Carla y Juan acuden a terapia de pareja para tratar un conflicto grave que tuvieron recientemente. Han intentado resolverlo de todas las maneras imaginables, pero no se ponen de acuerdo, llegando al punto de plantearse una ruptura. El caso es que tenían previsto casarse; la fecha estaba fijada para hace unos pocos meses, pero la chispa saltó cuando ella le contó que sus amigas le habían preparado una despedida de soltera en un lugar que a él no le inspiraba confianza. Por otra parte, los costos del enlace habían ascendido muy por encima de lo esperado, y cada vez estaban más angustiados. La decisión final fue anular la boda.
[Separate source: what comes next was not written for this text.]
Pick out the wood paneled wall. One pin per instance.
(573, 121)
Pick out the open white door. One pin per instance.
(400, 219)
Carla se sintió humillada ante todos los invitados, llegando al punto de pensar que jamás podría perdonarle. Juan, en el fondo, descansó aliviado. Ya se veía endeudado para pagar la celebración. Pero después de eso, las cosas fueron a peor. Pasaban todo su tiempo libre tratando de explicarse el uno al otro los motivos que les habían llevado a actuar como lo hicieron, pero ninguno parecía ceder. Ella decía que todo se arruinó por sus celos, y él que había actuado inconscientemente con la economía. Para colmo, la pareja tiene un hijo de poco más de un año, al cual deben concederle la mayor parte de su tiempo y las familias comienzan a rumorear por ambas partes.

Digamos, en primer lugar, que el objetivo de la terapia no consiste en decidir quién tiene la razón, cuál es la verdad. Ni siquiera qué sería lo más justo o correcto. A veces se confunde a un psicólogo con un abogado, con un filósofo o con un moralista. Se trata más bien de que puedan decidir qué quieren hacer con su relación, y una vez esté decidido y consensuado, encontrar y poner en práctica el modo de lograrlo. Suele decirse que el diálogo en la pareja es esencial, recomendable, sanador. Pero esto no es cierto. Carla y Juan han dedicado cientos de horas a conversar, debatir, discutir, negociar... Y no ha servido. El diálogo sólo es útil cuando es de calidad, es decir, cuando dejamos de pretender tener razón. La razón puede utilizarse para ocultar nuestros miedos, para anular la empatía.

Si, por poner un ejemplo, Juan hubiera dicho: «Tengo miedo de que vayas a esa despedida, aunque no tenga motivos», seguramente la respuesta de Carla hubiera sido bien distinta. De lo que se desprende la importancia de ser consciente de lo que en el fondo sentimos, tener la valentía de expresarlo, pedir lo que necesitamos, confiar en el otro entendiendo que no es nuestra posesión, y entender que hagan lo que hagan los demás, los únicos que podemos hacernos verdaderamente daño somos nosotros mismos.